Yeah. Well, as I said before, in my mind, it's not a concept. It's the reality that if you follow these patients long enough, we know that can be a dozen years between the onset of symptoms and development of plain x-ray change. A certain number of patients every year will go on to develop x-ray change, but you may need to follow them a long time—particularly women, who tend to show less severe disease and spondylitis, so that progression may be more difficult, making the diagnosis more subtle. Therefore, you have to really remember that HLA-B27 is not an X or Y linked gene. It's a 6-chromosome gene. Therefore, the incidence is the same in men and women. And the overall rate of spondylitis is the same, but the expression, the penetrance, is different, so that women very often will have much more subtle disease than men.

RALN:

So how do you assess progression then if you're waiting for years to see any kind of changes on imaging? Is that where the MRI comes in?

Dr Birnbaum:

It can. Or you could periodically do plain x-rays and see if there's a change over time. I don't know that that's terribly important because what we're really thinking about is treatment, relief of symptoms. In rheumatoid arthritis, it's pretty much the assumption that if you put that patient into a clinical remission, that they're not having a lot of progression of x-ray change. I think the same can be said in spondylitis, that if I take this young guy, who's got classic disease, he's B27 positive, and I treat him and he calls me a month later, tells me what a wonderful doctor I am because I put him on an anti-TNF. If his symptoms remain well controlled, if he remains in remission, the likelihood of him progressing and fusing is extremely low.

RALN:

What about the biomarkers? You mentioned sed rate earlier, C-reactive protein, are those things that you would check on a regular basis with these patients?

 

Dr Birnbaum:

Yes. If those are elevated at the time of diagnosis, then they can be used along with the clinical response to assess disease activity and response to treatment. And under management, the major thing is, are the patient's symptoms better. Many times they're dramatically better. In that situation, that's what you're looking for.

RALN:

Right.

Dr Birnbaum:

The use of plain x-ray to assess progression is difficult, because it progresses very slowly. The use of MRI has been somewhat controversial because the changes, sometimes they're there, sometimes they're not. They're not consistent, they're some variability in the reading of those by the radiologist. So I think they're helpful in making the initial diagnosis of nonradiographic axial spondyloarthropathy, but they're not as good at following the activity of the disease. The other thing, obviously, is that the patient has changes on plain x-ray of the sacroiliac joints. You don't need an expensive MRI.

RALN:

Do you have any final thoughts you would like to share with your rheumatology colleagues who may be dealing with patients who have some of the symptoms? And what they need to do to get a firm diagnosis and then to devise a treatment plan?

Dr Birnbaum:

I think we've all come to learn that spinal arthroses are quite common and that we need to be educating our primary care doctors, our chiropractors, our spine orthopedists, to think about inflammatory disease.

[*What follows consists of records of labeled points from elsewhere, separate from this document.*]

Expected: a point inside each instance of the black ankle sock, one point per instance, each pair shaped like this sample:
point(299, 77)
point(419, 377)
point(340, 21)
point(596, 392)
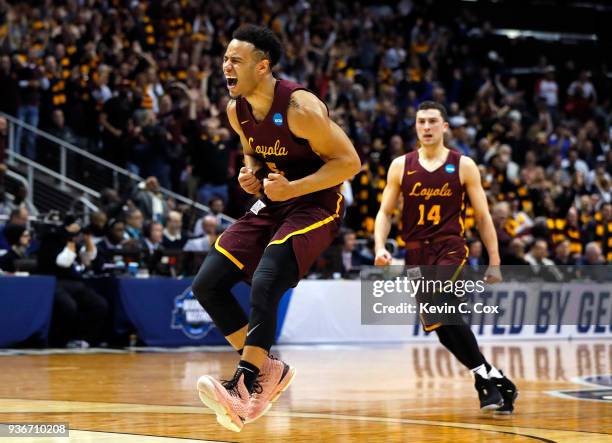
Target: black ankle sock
point(250, 372)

And for them to realize that some of those patients will have subtle disease,. Some of them will have a story of inflammatory back pain, but won't yet have plain x-ray changes. I think for rheumatologists, we're now pretty well up on spondylitis. We're doing pretty well in accepting the fact there's a spectrum of disease that goes from patients with symptoms and no plain x-ray change to those who, when they come in the office, already have few sacroiliac joints. But all of those patients can be dramatically helped by the current biologic therapies.

RALN:

Okay. Well thank you very much for your time this afternoon.